Release of a New Report on the application of advanced data analysis and machine learning in southern British Columbia, Canada
A recently completed application of advanced data analyses and machine learning to stream sediment geochemical data from British Columbia, Canada demonstrates the ability of random forests to generate predictive mineral exploration maps using regional stream sediment data. See Grunsky, E.C. & Arne, D., 2020 Mineral-Resource Prediction Using Advanced Data Analytics and Machine Learning of the QUEST-South Stream-sediment Geochemical Data, Southwestern British Columbia (Parts of NTS 082, 092) for a copy of the report and associated data files.
Summary
In this study we apply multivariate statistical and predictive classification methods, to interpret geochemical data from 8545 stream-sediment samples collected in southern British Columbia, Canada. Data for 35 elements were levelled for laboratory bias and adjusted for values reported below the lower limit of detection. Each sample site was attributed with the closest British Columbia MINFILE occurrence within 2.5 km. MINFILE occurrences were grouped into “GroupModels” based on similarities between the British Columbia Geological Survey mineral deposit models and geochemical signatures. These data were used to create a training data set of 474 observations, including 100 samples not attributed with a MINFILE occurrence. The training set was used to generate predictions for the mineral deposit models from which posterior probabilities were estimated for the remaining 8071 samples.

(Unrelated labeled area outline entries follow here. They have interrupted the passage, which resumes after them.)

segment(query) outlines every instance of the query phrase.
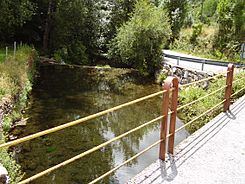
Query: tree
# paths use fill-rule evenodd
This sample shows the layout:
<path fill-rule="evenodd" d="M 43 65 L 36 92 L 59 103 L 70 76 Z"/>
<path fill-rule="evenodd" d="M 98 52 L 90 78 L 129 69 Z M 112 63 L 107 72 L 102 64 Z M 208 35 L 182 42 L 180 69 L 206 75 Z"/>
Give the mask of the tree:
<path fill-rule="evenodd" d="M 187 15 L 187 0 L 165 0 L 163 6 L 166 8 L 171 25 L 170 42 L 174 42 L 179 38 L 179 33 L 184 25 L 184 20 Z"/>
<path fill-rule="evenodd" d="M 245 37 L 244 0 L 220 0 L 217 12 L 219 31 L 214 47 L 232 57 L 239 52 L 240 43 Z"/>
<path fill-rule="evenodd" d="M 99 27 L 95 4 L 59 0 L 56 5 L 50 49 L 66 62 L 88 64 L 95 52 Z"/>
<path fill-rule="evenodd" d="M 4 42 L 15 35 L 15 31 L 31 20 L 35 4 L 29 0 L 0 1 L 0 39 Z"/>
<path fill-rule="evenodd" d="M 166 12 L 148 0 L 139 0 L 133 16 L 118 29 L 109 55 L 141 73 L 154 74 L 159 67 L 170 26 Z"/>

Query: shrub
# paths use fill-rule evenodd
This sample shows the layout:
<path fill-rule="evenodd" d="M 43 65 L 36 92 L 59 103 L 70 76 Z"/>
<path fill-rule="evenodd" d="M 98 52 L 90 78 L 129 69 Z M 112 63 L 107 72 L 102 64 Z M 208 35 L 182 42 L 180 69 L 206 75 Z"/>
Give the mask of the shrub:
<path fill-rule="evenodd" d="M 244 78 L 245 72 L 241 72 L 234 77 L 234 81 L 237 79 Z M 187 88 L 184 88 L 180 91 L 180 105 L 185 105 L 190 102 L 193 102 L 194 100 L 197 100 L 200 97 L 203 97 L 207 94 L 212 93 L 215 90 L 220 89 L 221 87 L 225 86 L 225 78 L 219 78 L 214 81 L 212 81 L 208 87 L 208 89 L 202 89 L 197 86 L 190 86 Z M 233 91 L 232 94 L 239 91 L 245 86 L 245 79 L 240 80 L 233 84 Z M 243 96 L 245 94 L 245 90 L 239 92 L 233 97 L 233 100 Z M 224 90 L 215 93 L 191 106 L 187 106 L 183 108 L 178 116 L 180 119 L 183 120 L 184 123 L 188 123 L 189 121 L 193 120 L 195 117 L 201 115 L 205 111 L 211 109 L 216 104 L 220 103 L 224 99 Z M 189 126 L 187 126 L 187 130 L 190 133 L 195 132 L 199 128 L 201 128 L 203 125 L 205 125 L 207 122 L 212 120 L 215 116 L 217 116 L 220 112 L 222 112 L 223 108 L 222 106 L 220 108 L 214 109 L 212 112 L 206 114 L 205 116 L 201 117 L 200 119 L 196 120 Z"/>
<path fill-rule="evenodd" d="M 154 74 L 169 35 L 166 12 L 148 0 L 140 0 L 131 19 L 118 29 L 111 41 L 109 57 L 141 73 Z"/>

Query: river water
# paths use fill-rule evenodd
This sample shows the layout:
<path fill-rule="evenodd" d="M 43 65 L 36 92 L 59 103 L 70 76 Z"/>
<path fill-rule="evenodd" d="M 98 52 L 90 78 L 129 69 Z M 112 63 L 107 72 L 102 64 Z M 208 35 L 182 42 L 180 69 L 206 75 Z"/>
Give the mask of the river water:
<path fill-rule="evenodd" d="M 161 90 L 159 85 L 128 69 L 41 66 L 27 125 L 13 134 L 23 137 L 108 109 Z M 25 178 L 65 161 L 161 114 L 161 96 L 103 117 L 23 143 L 16 149 Z M 181 126 L 178 121 L 177 127 Z M 184 130 L 175 144 L 185 139 Z M 159 139 L 159 122 L 116 141 L 32 183 L 88 183 Z M 125 183 L 158 158 L 158 146 L 130 162 L 101 183 Z"/>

The data underwent a log-centred transform and then characterization using either principal component analysis (PCA) or t-distributed stochastic neighbour embedding using 9 dimensions (t-SNE) prior to classification by random forests. The posterior probabilities generated from the t-SNE metric provide a slightly higher level of prediction accuracy compared to the posterior probabilities obtained using the PCA metric. The results are comparable to those obtained using a conventional catchment analysis approach and expert-driven model.